Rivas ran silently to the next row of sheds, and snoring from inside the nearest one confirmed his guess that it was a duplicate of the one he'd left. One row at a time, with much fearful peering-about between sprints, he passed ten rows of the long shacks, and except for the one he'd been in and the next two, they all seemed to be empty.
Once there had come a mournful, windy wail from far away across the glass plain, but though he'd snatched out his knife and then frozen, the sound had not been repeated and no motion had been visible anywhere, and he'd eventually moved on.
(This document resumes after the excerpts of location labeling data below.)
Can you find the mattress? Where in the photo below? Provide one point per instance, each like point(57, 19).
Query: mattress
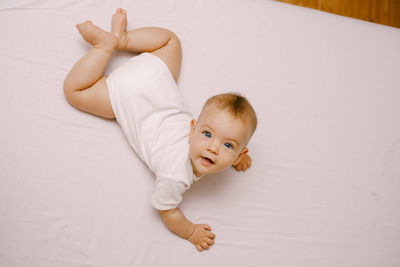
point(324, 187)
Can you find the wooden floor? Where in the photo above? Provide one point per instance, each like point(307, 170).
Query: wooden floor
point(385, 12)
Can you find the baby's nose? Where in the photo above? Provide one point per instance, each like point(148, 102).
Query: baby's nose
point(213, 148)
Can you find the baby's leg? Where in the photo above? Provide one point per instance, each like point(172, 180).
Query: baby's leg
point(158, 41)
point(85, 87)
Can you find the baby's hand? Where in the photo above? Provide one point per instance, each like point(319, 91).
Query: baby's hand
point(202, 238)
point(244, 164)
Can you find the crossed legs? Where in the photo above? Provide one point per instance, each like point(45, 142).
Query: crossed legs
point(85, 86)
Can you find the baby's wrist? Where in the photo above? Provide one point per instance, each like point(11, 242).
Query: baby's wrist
point(191, 231)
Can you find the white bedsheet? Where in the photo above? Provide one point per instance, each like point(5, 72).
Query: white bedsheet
point(324, 189)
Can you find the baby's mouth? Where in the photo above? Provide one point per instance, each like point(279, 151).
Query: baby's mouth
point(208, 161)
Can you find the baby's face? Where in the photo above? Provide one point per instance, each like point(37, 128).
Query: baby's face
point(217, 141)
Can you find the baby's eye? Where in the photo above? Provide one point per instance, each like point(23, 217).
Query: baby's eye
point(207, 134)
point(227, 145)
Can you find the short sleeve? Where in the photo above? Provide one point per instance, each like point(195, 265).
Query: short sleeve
point(168, 194)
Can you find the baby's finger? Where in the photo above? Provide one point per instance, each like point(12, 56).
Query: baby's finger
point(207, 227)
point(204, 245)
point(210, 235)
point(209, 241)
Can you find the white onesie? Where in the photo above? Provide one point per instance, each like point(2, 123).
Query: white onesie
point(146, 103)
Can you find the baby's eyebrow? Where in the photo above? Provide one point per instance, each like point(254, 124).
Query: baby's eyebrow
point(227, 138)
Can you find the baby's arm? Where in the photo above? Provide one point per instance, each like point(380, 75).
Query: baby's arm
point(199, 234)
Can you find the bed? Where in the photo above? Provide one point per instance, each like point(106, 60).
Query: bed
point(324, 188)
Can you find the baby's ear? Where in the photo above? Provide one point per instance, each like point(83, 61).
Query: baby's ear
point(245, 150)
point(192, 127)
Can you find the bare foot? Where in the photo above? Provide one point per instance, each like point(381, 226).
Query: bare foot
point(96, 36)
point(118, 24)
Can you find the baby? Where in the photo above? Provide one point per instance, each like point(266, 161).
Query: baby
point(142, 95)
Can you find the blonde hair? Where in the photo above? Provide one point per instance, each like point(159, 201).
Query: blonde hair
point(238, 106)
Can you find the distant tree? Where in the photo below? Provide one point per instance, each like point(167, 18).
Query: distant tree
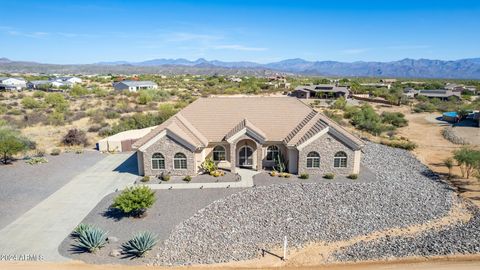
point(12, 142)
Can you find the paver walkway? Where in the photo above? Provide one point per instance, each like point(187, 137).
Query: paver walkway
point(41, 230)
point(246, 181)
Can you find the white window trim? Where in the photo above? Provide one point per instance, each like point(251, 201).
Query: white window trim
point(273, 157)
point(216, 151)
point(186, 161)
point(313, 159)
point(340, 160)
point(151, 160)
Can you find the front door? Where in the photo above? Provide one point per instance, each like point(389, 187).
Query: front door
point(245, 157)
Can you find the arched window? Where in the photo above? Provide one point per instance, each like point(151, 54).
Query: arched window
point(272, 152)
point(313, 160)
point(219, 153)
point(340, 160)
point(179, 161)
point(158, 162)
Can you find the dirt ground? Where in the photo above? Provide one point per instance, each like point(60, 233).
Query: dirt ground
point(457, 263)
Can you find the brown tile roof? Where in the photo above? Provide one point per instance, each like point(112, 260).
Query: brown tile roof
point(244, 124)
point(274, 118)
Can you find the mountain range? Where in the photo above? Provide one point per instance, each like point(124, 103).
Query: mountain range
point(405, 68)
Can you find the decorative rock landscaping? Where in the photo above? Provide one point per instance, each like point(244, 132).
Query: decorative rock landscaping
point(237, 227)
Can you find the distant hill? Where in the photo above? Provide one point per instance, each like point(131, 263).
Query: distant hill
point(405, 68)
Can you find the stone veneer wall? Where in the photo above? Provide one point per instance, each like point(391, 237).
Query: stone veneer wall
point(168, 148)
point(327, 146)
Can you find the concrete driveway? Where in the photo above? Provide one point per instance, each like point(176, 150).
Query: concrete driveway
point(40, 230)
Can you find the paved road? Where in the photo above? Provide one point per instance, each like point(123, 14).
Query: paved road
point(246, 176)
point(41, 230)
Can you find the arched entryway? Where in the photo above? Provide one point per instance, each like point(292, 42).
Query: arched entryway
point(245, 157)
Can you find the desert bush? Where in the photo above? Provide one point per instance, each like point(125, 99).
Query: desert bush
point(304, 176)
point(36, 160)
point(75, 137)
point(329, 176)
point(92, 239)
point(353, 176)
point(449, 134)
point(33, 118)
point(140, 244)
point(31, 103)
point(56, 118)
point(55, 152)
point(135, 200)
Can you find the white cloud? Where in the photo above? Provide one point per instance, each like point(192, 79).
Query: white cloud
point(237, 47)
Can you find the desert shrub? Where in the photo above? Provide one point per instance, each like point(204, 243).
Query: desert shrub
point(57, 101)
point(78, 91)
point(140, 244)
point(36, 160)
point(31, 103)
point(208, 165)
point(449, 134)
point(38, 94)
point(110, 114)
point(399, 143)
point(329, 176)
point(394, 118)
point(56, 119)
point(33, 118)
point(92, 239)
point(304, 176)
point(144, 97)
point(12, 142)
point(75, 137)
point(55, 152)
point(135, 200)
point(353, 176)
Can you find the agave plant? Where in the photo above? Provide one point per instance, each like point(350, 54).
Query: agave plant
point(81, 228)
point(140, 244)
point(92, 239)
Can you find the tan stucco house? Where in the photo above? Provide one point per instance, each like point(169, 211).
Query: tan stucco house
point(248, 132)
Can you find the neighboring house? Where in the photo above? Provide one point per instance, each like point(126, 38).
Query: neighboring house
point(377, 85)
point(321, 91)
point(67, 80)
point(410, 92)
point(134, 86)
point(441, 94)
point(40, 84)
point(9, 83)
point(248, 132)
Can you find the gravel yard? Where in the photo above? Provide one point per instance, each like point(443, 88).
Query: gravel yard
point(22, 186)
point(236, 227)
point(463, 238)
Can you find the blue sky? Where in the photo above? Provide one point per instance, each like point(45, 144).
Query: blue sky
point(261, 31)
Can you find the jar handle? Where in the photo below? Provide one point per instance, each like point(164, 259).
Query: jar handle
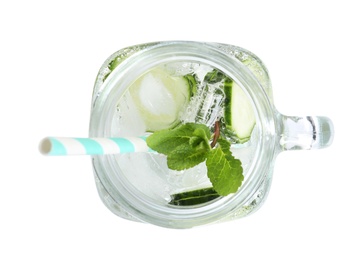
point(305, 133)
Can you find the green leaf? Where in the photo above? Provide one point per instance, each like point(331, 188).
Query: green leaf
point(224, 171)
point(185, 157)
point(166, 141)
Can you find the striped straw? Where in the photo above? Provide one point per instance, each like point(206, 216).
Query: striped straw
point(92, 146)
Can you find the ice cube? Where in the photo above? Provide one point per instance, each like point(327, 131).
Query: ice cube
point(127, 120)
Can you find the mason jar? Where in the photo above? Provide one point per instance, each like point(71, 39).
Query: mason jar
point(139, 186)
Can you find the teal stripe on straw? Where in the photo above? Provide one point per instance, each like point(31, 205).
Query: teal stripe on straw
point(125, 145)
point(57, 147)
point(91, 146)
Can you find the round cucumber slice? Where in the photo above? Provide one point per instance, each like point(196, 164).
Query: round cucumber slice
point(160, 98)
point(238, 113)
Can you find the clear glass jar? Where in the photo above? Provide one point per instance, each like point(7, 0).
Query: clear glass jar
point(126, 195)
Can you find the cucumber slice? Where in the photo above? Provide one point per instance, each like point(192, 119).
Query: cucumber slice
point(195, 197)
point(238, 112)
point(160, 98)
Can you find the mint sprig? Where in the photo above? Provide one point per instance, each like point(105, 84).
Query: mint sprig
point(190, 144)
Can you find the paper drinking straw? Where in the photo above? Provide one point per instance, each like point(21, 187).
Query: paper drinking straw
point(92, 146)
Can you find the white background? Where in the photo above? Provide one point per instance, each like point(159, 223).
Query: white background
point(50, 52)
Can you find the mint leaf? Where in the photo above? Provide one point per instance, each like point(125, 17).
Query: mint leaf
point(185, 157)
point(224, 171)
point(189, 145)
point(167, 141)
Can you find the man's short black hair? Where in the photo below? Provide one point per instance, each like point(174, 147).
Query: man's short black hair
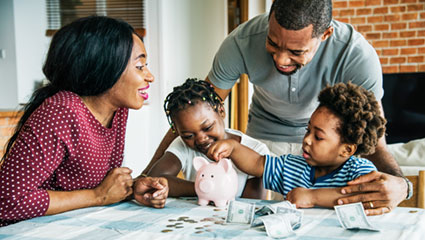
point(299, 14)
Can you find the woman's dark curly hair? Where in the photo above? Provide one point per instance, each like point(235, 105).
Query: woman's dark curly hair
point(189, 94)
point(361, 121)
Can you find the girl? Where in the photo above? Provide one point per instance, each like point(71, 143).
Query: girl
point(67, 149)
point(196, 114)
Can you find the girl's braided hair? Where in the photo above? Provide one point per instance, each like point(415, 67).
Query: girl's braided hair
point(361, 121)
point(188, 94)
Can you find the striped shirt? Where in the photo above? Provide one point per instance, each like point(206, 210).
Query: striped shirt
point(284, 173)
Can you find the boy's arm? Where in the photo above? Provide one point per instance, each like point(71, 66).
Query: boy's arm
point(322, 197)
point(246, 159)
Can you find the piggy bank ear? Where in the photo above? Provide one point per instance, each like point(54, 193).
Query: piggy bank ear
point(198, 162)
point(226, 164)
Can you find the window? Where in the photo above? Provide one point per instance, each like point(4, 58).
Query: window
point(62, 12)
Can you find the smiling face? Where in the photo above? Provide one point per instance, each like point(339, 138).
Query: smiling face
point(200, 126)
point(292, 49)
point(322, 145)
point(130, 89)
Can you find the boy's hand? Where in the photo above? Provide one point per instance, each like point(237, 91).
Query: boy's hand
point(151, 191)
point(221, 149)
point(301, 197)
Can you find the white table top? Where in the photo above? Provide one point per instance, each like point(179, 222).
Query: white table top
point(128, 220)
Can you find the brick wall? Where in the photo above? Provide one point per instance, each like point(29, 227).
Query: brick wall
point(395, 28)
point(8, 121)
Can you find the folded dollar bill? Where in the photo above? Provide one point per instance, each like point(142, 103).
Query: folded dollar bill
point(272, 208)
point(277, 225)
point(352, 216)
point(240, 212)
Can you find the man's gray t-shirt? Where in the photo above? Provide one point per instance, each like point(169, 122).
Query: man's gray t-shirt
point(282, 105)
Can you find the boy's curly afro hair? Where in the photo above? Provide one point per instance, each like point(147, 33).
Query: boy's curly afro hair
point(361, 121)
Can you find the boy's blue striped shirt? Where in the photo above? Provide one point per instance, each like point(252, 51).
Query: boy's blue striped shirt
point(282, 174)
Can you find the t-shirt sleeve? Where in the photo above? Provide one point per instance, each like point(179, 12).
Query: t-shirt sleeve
point(273, 173)
point(33, 159)
point(228, 64)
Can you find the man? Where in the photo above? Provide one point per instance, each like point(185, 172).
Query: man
point(290, 55)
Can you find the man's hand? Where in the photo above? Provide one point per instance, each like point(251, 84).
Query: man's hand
point(301, 197)
point(151, 191)
point(379, 192)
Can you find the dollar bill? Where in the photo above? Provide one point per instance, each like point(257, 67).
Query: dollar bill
point(240, 212)
point(277, 225)
point(272, 208)
point(352, 216)
point(294, 215)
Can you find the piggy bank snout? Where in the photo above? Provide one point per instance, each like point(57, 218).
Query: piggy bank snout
point(206, 186)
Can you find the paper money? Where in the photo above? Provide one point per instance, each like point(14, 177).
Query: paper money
point(277, 225)
point(240, 212)
point(272, 208)
point(352, 216)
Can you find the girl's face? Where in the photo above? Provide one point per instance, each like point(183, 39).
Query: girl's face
point(200, 126)
point(322, 145)
point(130, 90)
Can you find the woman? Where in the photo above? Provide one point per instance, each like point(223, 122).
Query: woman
point(68, 147)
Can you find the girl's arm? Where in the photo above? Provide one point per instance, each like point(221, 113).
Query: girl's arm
point(246, 159)
point(169, 166)
point(322, 197)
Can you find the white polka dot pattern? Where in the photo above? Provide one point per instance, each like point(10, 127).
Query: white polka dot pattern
point(61, 147)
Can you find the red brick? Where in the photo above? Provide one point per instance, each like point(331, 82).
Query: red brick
point(407, 34)
point(415, 59)
point(390, 69)
point(408, 68)
point(364, 28)
point(410, 16)
point(358, 20)
point(363, 11)
point(398, 26)
point(339, 4)
point(390, 35)
point(352, 3)
point(346, 12)
point(392, 18)
point(381, 27)
point(375, 19)
point(420, 24)
point(415, 42)
point(381, 43)
point(372, 2)
point(388, 2)
point(380, 10)
point(373, 36)
point(346, 20)
point(390, 52)
point(415, 7)
point(383, 60)
point(408, 51)
point(398, 9)
point(398, 43)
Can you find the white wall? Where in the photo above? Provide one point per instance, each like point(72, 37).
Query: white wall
point(9, 88)
point(182, 38)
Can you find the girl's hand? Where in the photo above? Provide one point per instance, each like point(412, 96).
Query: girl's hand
point(221, 149)
point(151, 191)
point(116, 186)
point(301, 197)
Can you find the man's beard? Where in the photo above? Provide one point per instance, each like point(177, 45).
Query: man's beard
point(297, 67)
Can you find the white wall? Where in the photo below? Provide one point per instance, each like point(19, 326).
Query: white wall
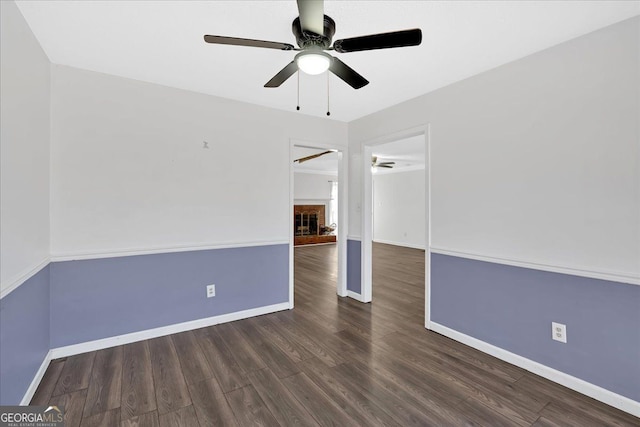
point(130, 171)
point(398, 208)
point(24, 149)
point(536, 160)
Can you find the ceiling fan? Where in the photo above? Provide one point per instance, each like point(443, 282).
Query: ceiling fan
point(313, 31)
point(376, 164)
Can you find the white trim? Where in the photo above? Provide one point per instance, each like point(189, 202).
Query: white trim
point(427, 238)
point(84, 347)
point(14, 282)
point(356, 296)
point(316, 244)
point(385, 171)
point(594, 274)
point(603, 395)
point(36, 380)
point(72, 256)
point(366, 148)
point(403, 244)
point(315, 171)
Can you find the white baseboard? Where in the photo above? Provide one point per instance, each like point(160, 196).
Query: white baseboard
point(100, 344)
point(403, 244)
point(36, 380)
point(355, 296)
point(603, 395)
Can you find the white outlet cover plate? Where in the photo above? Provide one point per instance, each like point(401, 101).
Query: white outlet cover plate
point(211, 291)
point(559, 332)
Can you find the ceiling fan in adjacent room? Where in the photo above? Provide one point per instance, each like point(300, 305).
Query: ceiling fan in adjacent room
point(313, 31)
point(376, 164)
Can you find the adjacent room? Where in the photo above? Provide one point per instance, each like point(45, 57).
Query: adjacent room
point(321, 212)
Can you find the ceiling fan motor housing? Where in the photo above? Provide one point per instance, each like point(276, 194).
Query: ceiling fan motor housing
point(307, 39)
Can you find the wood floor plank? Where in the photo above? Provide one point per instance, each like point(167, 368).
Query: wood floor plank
point(105, 385)
point(170, 387)
point(249, 408)
point(571, 401)
point(210, 404)
point(436, 409)
point(389, 398)
point(325, 411)
point(138, 394)
point(280, 363)
point(195, 366)
point(103, 419)
point(359, 407)
point(229, 374)
point(244, 353)
point(150, 419)
point(183, 417)
point(75, 374)
point(48, 383)
point(278, 335)
point(73, 404)
point(283, 405)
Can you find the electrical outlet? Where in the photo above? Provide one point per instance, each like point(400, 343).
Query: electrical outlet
point(559, 332)
point(211, 291)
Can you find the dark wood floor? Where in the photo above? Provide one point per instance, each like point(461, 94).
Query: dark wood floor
point(330, 361)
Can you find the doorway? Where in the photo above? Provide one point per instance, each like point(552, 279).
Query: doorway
point(408, 229)
point(317, 208)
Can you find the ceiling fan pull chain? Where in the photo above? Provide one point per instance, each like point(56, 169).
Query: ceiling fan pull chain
point(298, 105)
point(328, 113)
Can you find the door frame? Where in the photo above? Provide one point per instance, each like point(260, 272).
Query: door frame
point(367, 147)
point(343, 219)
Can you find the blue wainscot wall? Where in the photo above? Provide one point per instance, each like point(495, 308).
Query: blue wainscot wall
point(513, 307)
point(76, 302)
point(24, 336)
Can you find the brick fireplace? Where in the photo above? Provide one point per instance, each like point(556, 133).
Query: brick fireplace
point(309, 225)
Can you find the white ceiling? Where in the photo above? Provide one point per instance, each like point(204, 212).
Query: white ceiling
point(161, 42)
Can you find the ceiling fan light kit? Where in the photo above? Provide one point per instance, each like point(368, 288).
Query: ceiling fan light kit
point(313, 62)
point(314, 32)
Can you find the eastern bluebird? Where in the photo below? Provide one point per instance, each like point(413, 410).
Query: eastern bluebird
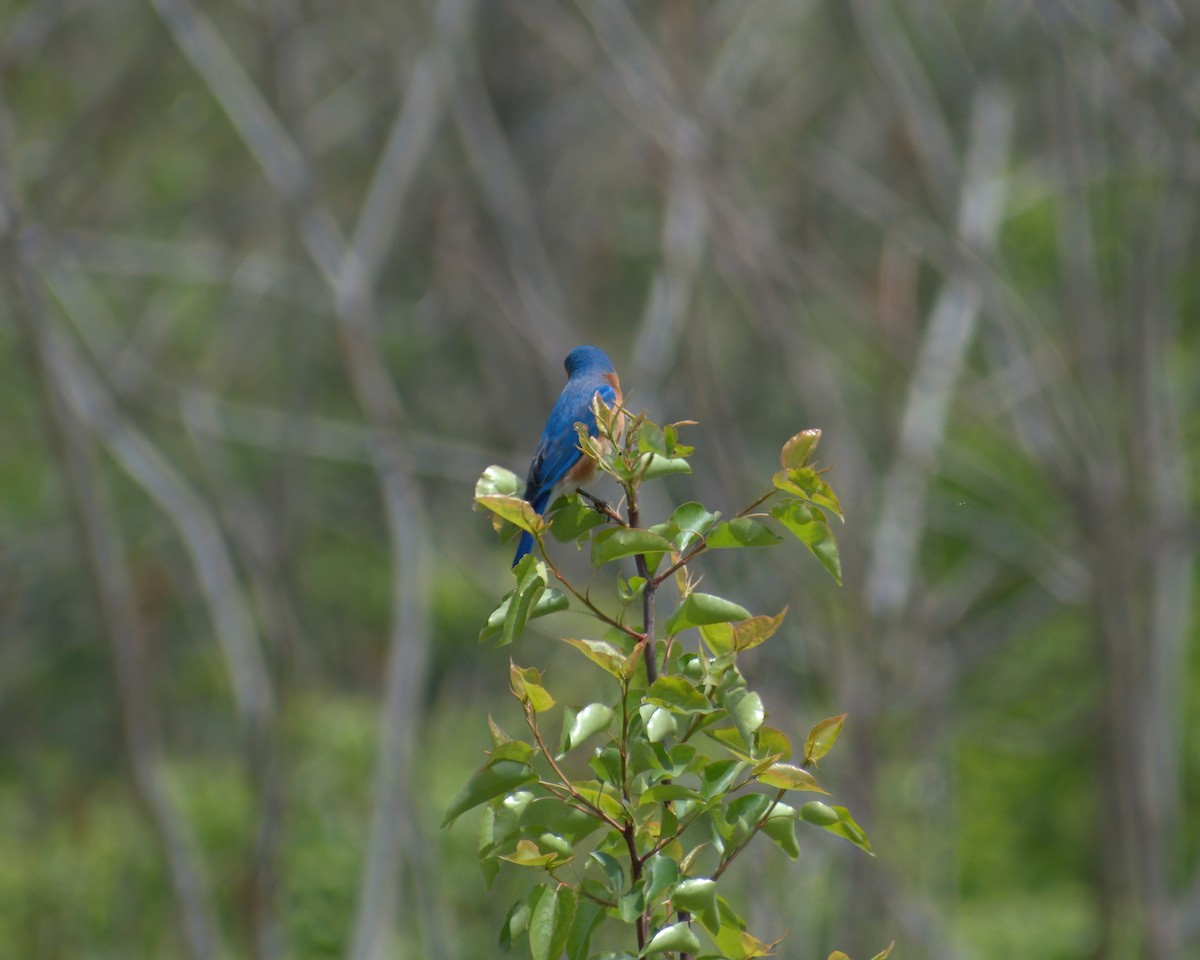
point(558, 461)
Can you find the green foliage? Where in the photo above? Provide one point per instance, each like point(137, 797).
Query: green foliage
point(683, 771)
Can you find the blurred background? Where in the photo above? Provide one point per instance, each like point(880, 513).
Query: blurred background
point(281, 277)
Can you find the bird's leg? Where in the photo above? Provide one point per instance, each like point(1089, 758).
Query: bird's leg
point(601, 507)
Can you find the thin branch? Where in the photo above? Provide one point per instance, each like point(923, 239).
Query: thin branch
point(940, 363)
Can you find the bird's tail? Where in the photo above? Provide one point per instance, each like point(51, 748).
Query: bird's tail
point(525, 545)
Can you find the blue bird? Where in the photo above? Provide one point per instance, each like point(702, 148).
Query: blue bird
point(558, 462)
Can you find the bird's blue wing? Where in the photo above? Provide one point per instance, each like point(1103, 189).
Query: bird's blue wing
point(559, 447)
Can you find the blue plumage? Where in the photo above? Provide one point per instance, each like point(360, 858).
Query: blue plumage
point(558, 461)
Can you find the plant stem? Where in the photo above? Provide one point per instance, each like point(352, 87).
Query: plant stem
point(750, 837)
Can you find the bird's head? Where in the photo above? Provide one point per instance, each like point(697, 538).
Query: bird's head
point(587, 360)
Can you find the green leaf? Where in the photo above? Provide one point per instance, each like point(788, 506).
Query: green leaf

The tenth row of sheds was the last, and south of him now was only a number of small round huts on stilts. Unlike the barrack buildings, these were arranged in irregular clusters, like huge mushrooms or termite towers, and it was hard to guess how many there might be. The bleeder huts, he thought uneasily.
The shore lay somewhere beyond them, so after making sure his knife was both firmly sheathed and easily drawable, he set off at a careful jogging pace from which he could almost instantly stop, break to the side at a wide angle, or double his forward speed.
He passed a dozen clusters of the little raised buildings during the next ten minutes, but when he drew near the very last one, with only featureless glass beyond, he slowed, and when he was next to it he let his pace falter, and then finally he stopped.
What's this, he asked himself sourly, pure curiosity?
Well, hell, he thought, how can you not stop and at least peek into something called a bleeder hut?
He moved toward the structure's four-foot-high ladder as silently as a shadow . . . and in the sudden subjective silence, without his own breath and heartbeat pounding in his ears, he became consciously aware of something he'd subliminally noticed several seconds earlier.
Soft, regular breathing, not quite snores, could be faintly heard issuing from these stilted huts—and every pause between inhalation and exhalation, every hitch and sigh and occasional grunt, was exactly identical, from hut to hut, in perfect, effortless unison, a subtle prodigy being quietly performed out here on this lake of glass with no audience but Gregorio Rivas and the remote stars.
I'll be damned, he thought as he approached, then touched, the wooden ladder—at any moment now I may become the first person I've ever heard of to be a witness to people snoring in tongues.
The ladder was lashed together with wire and old rope, and creaked when he put his weight on it, but he was certain nothing inside the hut could hear any noise he might make; he wasn't sure exactly what there was to fear in this vitreous wasteland, but he knew there was nothing threatening nearby . . . certainly not in this lonely, southernmost hut.
The door swung open quietly at his touch—there was not even a token latch here. Inside he dimly saw five beds, but they were leaned up against the walls at steep angles, and when his eyes adjusted to the darkness he saw that each sleeping body was belted to the bed frame; and when he stepped closer to one, he saw that a narrow dark tube was attached to the inside of the person's elbow, and curled down to the floor, where it disappeared through a hole drilled in the boards.
Rivas felt a little queasy at the sight. Bleeder hut, he thought; I get it. But why drain off the blood of far-gone Jaybirds?
He went to the ladder and climbed back down to the glass, and then bent over and peered under the hut. All five tubes, he saw, fed into a central tank which was connected by metal pipes to a couple of smaller tanks. Something that looked like an old-time air conditioner was attached to the front of the main tank, and it had a metal nozzle projecting from it. He put his finger in the nozzle and felt the grooves of screw-threading . . . and when he took his finger out there was a dry powder on it.